GELLERMAN: I guess not too long ago there were about thirty one hundred salmon that were making their way down the river.
CATENA: Just last year, in fact. There was a record year for salmon returns. They’re typically on the Penobscot maybe on the order of one thousand to fifteen hundred.
GELLERMAN: And 125 years ago before this dam was built?
CATENA: Well, numbers that are thrown around are about one hundred thousand - do we know that for a fact? You know, it’s tough to say.
GELLERMAN: I understand that on one of the rivers, the Kennebec in Maine, they went from zero alewife, little tiny fish, to three million.
CATENA: Yeah, the Kennebec River is a great success story. The first dam that was removed on that system is the Edwards Dam - came down in 1999. And you’re correct - there were no alewives that were running in that river at the time.
The state of Maine was very aggressive in trying to repopulate that river by stocking - taking alewives from other locations in the state - putting them in those ponds upstream; that allowed to get a jumpstart on the population and the population has just taken off like a rocket, so it’s… we’re now at about three million fish in that river.
GELLERMAN: I know that, finally, a thousand dams had come down in the United States over the last century.
CATENA: Yeah.
GELLERMAN: There are like 66,000 dams in the United States!
CATENA: Yeah. It’s been terrific because we’ve really built a lot of momentum. The community that’s interested in dam removal over the last five to ten years really has seen these projects grow tremendously.
There’s been interest on the part of the public, on the part of the Congress, on the part of the Agencies, and it’s not only the benefits that we care about at our agency - that is the fisheries benefits - but oftentimes these are local liabilities to communities, they are safety hazards, they are financial liabilities because they’re in disrepair.
They’ve been sitting there for 100 years, they’re no longer in use now… we’ve talked a lot about the Penobscot, which are hydroelectric facilities, but most of the projects that we work on are old mill dams.
GELLERMAN: So, where are these dams coming down? East coast, west coast? Middle of the country?

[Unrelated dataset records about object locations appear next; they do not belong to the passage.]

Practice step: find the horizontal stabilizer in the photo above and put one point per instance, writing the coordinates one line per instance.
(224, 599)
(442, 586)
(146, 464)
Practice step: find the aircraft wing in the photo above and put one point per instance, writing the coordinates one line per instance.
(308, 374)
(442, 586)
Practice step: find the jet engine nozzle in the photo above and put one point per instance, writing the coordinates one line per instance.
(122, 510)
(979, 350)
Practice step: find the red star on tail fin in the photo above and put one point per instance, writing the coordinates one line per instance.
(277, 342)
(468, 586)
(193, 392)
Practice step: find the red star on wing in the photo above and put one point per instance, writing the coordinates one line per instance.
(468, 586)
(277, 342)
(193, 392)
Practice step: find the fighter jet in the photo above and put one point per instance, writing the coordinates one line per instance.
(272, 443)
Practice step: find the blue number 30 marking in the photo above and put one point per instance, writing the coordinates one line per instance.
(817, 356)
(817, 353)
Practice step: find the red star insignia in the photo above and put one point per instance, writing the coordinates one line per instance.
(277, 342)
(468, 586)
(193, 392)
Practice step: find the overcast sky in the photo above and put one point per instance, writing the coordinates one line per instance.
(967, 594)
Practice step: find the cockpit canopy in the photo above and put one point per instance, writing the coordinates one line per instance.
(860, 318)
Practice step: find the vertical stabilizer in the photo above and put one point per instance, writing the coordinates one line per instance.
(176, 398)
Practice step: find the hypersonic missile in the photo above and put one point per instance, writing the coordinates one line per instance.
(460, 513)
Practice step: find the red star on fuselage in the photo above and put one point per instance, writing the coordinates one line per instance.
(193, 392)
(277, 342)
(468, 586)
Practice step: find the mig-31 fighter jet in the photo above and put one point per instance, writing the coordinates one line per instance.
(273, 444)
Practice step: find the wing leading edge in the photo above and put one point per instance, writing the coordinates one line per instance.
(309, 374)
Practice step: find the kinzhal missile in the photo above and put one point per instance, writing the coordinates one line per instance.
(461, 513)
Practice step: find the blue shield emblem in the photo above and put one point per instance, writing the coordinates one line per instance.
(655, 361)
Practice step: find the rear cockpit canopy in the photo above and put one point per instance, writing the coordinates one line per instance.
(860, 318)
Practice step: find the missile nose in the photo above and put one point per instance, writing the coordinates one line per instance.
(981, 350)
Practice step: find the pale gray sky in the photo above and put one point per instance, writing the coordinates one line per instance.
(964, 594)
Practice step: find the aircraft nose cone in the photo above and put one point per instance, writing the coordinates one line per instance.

CATENA: Well, it’s really all over the country. My area of focus is in the Northeastern United States - from Maine to Virginia - and because of the number of dams the industrial revolution in our part of the country here - there are just thousands of opportunities. So there is a concentration certainly of dams coming down in the northeast and then I’d say in the Northwestern United States is probably the other hotspot for dam removals.
GELLERMAN: Yeah, last year I guess the biggest dam of all came down - the Elwha Dam.
CATENA: The Elwha dam, right.
GELLERMAN: What’s curious is that, while we’re taking down our dams - or want to take down many of the dams that we have over these many centuries - countries that are developing are building dams - I’m thinking of the Belo Monte Dam in Brazil. And the other dams - they’ve got scores of dams.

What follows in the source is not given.